论文标题
基于视频的术中手术技能评估
Video-based assessment of intraoperative surgical skill
论文作者
论文摘要
目的:这项调查的目的是对基于视频的手术技能评估手术室的最新方法进行全面分析。方法:使用99个Capsulorhexis视频的数据集,Capsulorhexis是白内障手术的关键步骤,我们评估了先前用于手术技能评估的基于功能的方法,主要是在台式设置下。此外,我们提出并验证了两种使用RGB视频直接评估技能的深度学习方法。在第一种方法中,我们将仪器提示预测为关键点,并使用时间卷积神经网络学习手术技能。在第二种方法中,我们提出了一种用于手术技能评估的新型体系结构,其中包括框架编码器(2D卷积神经网络),然后是时间模型(经常性神经网络),两者都通过视觉注意机制增强。我们通过每种方法通过5倍交叉验证来报告接收器操作特征,灵敏度,特异性和预测值下的面积。结果:对于二进制技能分类的任务(专家与新手),基于Deep神经网络的方法表现出比基于经典时空兴趣点的方法更高的AUC。使用注意机制的神经网络方法还显示出高灵敏度和特异性。结论:深度学习方法是基于视频的手术技能评估手术室中所必需的。我们使用注意力机制对网络的内部有效性的发现应直接使用RGB视频评估技能,以评估其他数据集中的外部有效性。
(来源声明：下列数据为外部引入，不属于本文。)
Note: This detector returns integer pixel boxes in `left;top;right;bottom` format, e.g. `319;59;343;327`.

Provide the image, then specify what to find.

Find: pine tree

Purpose: The objective of this investigation is to provide a comprehensive analysis of state-of-the-art methods for video-based assessment of surgical skill in the operating room. Methods: Using a data set of 99 videos of capsulorhexis, a critical step in cataract surgery, we evaluate feature based methods previously developed for surgical skill assessment mostly under benchtop settings. In addition, we present and validate two deep learning methods that directly assess skill using RGB videos. In the first method, we predict instrument tips as keypoints, and learn surgical skill using temporal convolutional neural networks. In the second method, we propose a novel architecture for surgical skill assessment that includes a frame-wise encoder (2D convolutional neural network) followed by a temporal model (recurrent neural network), both of which are augmented by visual attention mechanisms. We report the area under the receiver operating characteristic curve, sensitivity, specificity, and predictive values with each method through 5-fold cross-validation. Results: For the task of binary skill classification (expert vs. novice), deep neural network based methods exhibit higher AUC than the classical spatiotemporal interest point based methods. The neural network approach using attention mechanisms also showed high sensitivity and specificity. Conclusion: Deep learning methods are necessary for video-based assessment of surgical skill in the operating room. Our findings of internal validity of a network using attention mechanisms to assess skill directly using RGB videos should be evaluated for external validity in other data sets.